It’s Women’s History Month, and one way female social activists are honoring the month is through the fight for restoration of the Voting Rights Act.
Get to know the League of Women Voters!
Founded in 1920 after women in the United States achieved suffrage, the League has since concerned itself with the preservation of the right to vote for all underprivileged social groups in this nation.
With the presidential election coming up, the League’s most urgent fight has been brought to greater attention: restoration of the Voting Rights Act.
In Shelby County, Alabama v. Holder (2013), the Supreme Court struck down Section 4(b) of the Voting Rights Act which granted many protections against discrimination in the voter registration and polling processes. Section 4(b) is a coverage formula which determines if a local government has practiced discrimination in their voting processes.
Basically, being identified as an area with discriminatory voting practices puts Section 5 of the VRA into effect. Any state or local government in violation of Section 4(b) has to wait on a pass from Congress, called preclearance, to continue running their own voting affairs.
According to this graphic on The Leadership Conference on Civil and Human Rights website, 16 states are covered by the aforementioned Section 5 of the VRA. States with large impacts in election years such as Texas and Florida, as well as states with intense histories of voter discrimination such as Mississippi and Alabama, are affected by such changes to the VRA.
The setback of Section 4(b) being removed from the VRA prompted congressmen to work toward strengthening it again. In January 2014, the Voting Rights Act Bill was introduced and then re-introduced to Congress a year later. Then in June of 2015, the Voting Rights Advancement Act was introduced with the aim to restore former VRA provisions that were taken out as a result of Shelby County v. Holder in 2013.
Protections that were granted by Section 5 of the VRA are important to regain. Just look at what happened in Florida right after the Shelby County case in 2013…

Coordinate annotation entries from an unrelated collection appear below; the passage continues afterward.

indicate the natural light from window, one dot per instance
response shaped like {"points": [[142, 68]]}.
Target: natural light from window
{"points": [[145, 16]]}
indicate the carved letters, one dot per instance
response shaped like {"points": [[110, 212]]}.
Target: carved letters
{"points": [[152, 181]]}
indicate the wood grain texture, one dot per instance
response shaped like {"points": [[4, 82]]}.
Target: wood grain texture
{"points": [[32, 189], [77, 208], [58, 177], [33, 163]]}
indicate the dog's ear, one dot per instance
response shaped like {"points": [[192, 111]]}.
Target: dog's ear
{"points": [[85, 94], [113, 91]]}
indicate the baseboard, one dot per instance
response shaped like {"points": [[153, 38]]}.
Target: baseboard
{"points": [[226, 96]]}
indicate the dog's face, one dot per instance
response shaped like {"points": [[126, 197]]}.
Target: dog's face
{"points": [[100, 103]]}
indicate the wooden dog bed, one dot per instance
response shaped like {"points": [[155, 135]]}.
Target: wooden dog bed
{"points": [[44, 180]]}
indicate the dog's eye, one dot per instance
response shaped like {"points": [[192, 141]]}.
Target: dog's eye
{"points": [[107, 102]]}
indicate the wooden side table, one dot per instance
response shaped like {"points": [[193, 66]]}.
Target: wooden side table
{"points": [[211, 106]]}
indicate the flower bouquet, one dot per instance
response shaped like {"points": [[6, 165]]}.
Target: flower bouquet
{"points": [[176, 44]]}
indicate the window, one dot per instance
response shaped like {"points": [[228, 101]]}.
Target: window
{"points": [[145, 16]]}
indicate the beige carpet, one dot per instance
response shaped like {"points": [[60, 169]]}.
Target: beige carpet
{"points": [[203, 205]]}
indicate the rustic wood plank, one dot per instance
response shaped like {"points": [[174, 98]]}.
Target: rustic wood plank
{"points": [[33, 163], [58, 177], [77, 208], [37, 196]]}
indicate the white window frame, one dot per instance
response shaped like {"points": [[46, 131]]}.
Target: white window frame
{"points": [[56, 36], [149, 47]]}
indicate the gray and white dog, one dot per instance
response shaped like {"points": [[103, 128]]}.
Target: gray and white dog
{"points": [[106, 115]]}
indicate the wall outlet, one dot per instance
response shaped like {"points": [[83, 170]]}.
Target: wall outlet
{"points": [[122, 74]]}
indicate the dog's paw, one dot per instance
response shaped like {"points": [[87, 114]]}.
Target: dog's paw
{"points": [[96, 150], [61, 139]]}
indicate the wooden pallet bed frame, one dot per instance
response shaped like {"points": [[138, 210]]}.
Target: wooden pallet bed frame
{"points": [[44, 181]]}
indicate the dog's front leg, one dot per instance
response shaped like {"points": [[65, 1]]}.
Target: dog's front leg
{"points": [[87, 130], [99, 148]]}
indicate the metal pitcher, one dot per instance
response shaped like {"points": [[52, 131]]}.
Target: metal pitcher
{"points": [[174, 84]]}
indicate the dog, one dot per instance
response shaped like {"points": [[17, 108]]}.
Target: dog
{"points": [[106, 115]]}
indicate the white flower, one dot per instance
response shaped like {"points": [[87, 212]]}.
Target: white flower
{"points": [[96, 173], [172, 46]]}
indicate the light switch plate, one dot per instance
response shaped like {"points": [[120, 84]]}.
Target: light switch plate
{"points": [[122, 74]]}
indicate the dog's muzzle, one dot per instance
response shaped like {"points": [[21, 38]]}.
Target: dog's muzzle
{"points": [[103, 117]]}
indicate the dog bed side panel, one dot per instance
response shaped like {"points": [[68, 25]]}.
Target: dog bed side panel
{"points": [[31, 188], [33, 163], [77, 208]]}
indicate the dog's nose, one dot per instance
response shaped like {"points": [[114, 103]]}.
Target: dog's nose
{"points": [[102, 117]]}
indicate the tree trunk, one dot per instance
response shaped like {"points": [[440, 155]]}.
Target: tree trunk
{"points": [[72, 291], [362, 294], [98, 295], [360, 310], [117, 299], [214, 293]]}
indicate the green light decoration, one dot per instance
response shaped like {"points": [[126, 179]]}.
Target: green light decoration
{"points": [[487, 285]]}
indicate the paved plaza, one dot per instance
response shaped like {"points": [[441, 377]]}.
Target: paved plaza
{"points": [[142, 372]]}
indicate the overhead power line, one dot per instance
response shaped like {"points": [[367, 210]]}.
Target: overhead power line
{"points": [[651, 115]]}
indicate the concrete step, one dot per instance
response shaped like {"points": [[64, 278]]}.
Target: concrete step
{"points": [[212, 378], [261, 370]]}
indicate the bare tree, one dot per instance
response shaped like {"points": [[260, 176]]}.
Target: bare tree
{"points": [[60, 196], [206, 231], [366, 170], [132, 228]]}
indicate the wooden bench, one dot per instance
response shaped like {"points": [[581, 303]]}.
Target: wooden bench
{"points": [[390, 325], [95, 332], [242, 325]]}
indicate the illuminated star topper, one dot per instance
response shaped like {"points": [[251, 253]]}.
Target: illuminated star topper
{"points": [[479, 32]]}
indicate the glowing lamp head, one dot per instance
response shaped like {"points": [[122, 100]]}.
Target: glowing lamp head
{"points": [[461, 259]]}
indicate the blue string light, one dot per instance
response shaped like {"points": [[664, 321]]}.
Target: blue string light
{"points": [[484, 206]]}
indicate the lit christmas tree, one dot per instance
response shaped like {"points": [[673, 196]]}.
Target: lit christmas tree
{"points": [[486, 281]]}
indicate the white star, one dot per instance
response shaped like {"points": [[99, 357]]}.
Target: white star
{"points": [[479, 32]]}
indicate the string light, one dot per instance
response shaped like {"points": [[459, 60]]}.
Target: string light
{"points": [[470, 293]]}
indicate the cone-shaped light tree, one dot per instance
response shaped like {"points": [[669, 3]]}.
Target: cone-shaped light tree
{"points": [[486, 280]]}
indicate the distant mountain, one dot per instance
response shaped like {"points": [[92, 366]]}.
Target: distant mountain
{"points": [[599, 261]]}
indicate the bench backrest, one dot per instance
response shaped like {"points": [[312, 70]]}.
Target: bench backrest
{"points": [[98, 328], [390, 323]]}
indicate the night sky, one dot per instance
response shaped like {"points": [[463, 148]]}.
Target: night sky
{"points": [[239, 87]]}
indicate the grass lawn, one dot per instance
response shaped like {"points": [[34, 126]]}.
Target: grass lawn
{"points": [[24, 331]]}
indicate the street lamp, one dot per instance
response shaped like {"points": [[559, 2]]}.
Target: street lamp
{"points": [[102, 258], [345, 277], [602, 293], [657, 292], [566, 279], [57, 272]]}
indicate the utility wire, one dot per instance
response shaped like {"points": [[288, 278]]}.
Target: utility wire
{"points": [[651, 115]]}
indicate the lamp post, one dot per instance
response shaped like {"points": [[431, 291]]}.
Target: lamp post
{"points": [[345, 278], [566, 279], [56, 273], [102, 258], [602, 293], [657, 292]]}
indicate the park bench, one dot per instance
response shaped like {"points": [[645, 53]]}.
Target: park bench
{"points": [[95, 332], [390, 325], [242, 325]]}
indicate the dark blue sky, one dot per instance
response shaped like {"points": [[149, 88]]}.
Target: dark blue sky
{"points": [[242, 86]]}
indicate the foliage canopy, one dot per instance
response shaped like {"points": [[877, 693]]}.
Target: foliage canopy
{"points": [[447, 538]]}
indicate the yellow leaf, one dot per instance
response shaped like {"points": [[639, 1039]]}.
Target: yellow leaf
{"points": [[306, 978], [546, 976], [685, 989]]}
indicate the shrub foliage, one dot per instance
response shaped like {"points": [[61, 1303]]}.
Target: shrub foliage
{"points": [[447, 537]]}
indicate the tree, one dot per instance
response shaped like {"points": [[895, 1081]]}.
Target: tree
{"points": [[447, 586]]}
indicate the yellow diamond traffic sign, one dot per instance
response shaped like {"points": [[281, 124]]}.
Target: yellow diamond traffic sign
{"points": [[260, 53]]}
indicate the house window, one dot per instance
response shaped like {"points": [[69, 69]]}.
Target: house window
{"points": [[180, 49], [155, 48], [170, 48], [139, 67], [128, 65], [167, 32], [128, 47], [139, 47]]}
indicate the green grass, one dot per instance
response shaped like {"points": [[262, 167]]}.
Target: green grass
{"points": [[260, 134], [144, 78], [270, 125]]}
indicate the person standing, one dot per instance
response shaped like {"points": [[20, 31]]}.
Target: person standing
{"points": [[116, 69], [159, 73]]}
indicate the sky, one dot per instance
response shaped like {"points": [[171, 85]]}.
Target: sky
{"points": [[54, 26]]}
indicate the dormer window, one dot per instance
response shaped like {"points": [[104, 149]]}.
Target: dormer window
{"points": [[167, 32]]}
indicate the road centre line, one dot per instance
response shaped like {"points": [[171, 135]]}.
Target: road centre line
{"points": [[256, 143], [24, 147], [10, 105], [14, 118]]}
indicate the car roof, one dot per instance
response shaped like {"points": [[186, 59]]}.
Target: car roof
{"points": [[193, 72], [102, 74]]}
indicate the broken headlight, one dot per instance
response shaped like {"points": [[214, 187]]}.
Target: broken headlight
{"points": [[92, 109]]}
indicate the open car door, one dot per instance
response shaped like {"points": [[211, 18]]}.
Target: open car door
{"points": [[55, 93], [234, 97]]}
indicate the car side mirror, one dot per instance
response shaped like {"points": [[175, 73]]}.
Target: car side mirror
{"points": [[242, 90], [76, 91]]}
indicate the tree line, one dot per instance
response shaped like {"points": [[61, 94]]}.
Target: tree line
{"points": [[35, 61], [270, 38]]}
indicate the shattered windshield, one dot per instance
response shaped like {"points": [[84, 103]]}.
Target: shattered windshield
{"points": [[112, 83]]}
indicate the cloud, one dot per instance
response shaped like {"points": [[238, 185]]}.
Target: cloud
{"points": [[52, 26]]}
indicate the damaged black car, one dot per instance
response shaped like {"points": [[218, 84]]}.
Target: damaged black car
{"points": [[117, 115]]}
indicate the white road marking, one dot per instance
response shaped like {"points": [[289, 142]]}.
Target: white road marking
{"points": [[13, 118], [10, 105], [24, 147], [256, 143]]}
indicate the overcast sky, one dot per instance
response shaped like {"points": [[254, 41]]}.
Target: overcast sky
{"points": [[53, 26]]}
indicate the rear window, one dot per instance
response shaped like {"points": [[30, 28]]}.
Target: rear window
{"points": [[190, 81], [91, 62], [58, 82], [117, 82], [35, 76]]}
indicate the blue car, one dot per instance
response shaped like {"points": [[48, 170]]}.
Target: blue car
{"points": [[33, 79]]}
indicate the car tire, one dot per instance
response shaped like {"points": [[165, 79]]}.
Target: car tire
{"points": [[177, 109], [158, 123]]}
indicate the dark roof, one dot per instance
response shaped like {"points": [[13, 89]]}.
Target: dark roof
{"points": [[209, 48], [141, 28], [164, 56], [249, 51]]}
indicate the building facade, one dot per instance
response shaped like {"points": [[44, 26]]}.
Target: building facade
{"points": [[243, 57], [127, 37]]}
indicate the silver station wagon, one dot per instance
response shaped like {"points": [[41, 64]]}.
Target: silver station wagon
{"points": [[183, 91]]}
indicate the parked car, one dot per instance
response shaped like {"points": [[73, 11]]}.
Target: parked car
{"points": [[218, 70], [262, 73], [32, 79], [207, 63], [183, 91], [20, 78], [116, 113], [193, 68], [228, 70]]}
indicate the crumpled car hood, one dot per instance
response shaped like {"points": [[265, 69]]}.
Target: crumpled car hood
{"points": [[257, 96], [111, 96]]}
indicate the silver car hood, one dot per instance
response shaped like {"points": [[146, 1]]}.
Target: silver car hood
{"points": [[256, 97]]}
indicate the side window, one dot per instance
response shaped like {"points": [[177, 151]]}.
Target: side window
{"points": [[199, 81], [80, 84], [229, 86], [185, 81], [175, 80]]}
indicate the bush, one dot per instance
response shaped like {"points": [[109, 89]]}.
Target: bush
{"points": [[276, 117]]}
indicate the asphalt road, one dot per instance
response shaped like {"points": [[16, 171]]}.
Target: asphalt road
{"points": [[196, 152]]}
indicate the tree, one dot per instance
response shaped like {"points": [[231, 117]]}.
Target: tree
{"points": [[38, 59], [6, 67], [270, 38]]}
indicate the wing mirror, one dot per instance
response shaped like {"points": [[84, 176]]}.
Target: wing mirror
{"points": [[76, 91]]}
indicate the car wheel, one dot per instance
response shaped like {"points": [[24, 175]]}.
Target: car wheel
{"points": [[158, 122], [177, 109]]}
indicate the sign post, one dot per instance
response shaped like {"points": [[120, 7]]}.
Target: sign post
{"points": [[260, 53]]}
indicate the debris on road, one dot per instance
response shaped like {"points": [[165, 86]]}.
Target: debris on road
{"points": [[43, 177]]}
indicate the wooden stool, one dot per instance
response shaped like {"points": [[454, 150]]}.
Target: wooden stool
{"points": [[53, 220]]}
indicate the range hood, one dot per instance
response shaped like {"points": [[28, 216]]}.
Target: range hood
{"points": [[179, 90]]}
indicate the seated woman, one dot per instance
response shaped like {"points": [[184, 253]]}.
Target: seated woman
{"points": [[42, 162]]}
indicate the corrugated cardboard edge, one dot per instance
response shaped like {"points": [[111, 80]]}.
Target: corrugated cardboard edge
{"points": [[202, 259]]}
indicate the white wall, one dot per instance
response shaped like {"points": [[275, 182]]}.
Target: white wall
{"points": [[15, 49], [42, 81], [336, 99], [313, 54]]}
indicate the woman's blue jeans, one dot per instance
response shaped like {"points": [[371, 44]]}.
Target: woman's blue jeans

Starting with a list of 180,000 voters, Florida’s state government attempted to purge people from the list of registered voters under suspicion of being non-citizens. In the final list of 2,700 people, 58 percent of them were Latino.
Florida’s Latino population is 13 percent.
Of the 2,700 on the final list, fewer than 40 of them were actually non-citizens. Details on that voter purge and similar incidences post-Shelby County v. Holder can be found here at the Brennan Center for Justice site.
That being said, the fight for restoration of the Voting Rights Act is crucial. And despite issues of racial and class privilege within the feminist movement, those invested in Women’s History Month are standing firm behind this fight.
The League of Women Voters is exemplifying the notion that the freedom of other people is tied to their own. Women’s suffrage in 1920 was a great victory, but this organization has continued to use the privilege granted by that to bring fair treatment to other marginalized groups.
Having read this, celebrate this Women’s History Month knowing that fighting for gender equality is intimately tied to other fights for groups on the margins.
I leave you with a quote from Lilla Watson, an Indigenous Australian visual artist and advocate for various Aboriginal and women’s issues:
“If you have come here to help me, you are wasting your time. But if you have come because your liberation is bound up with mine, then let us work together.”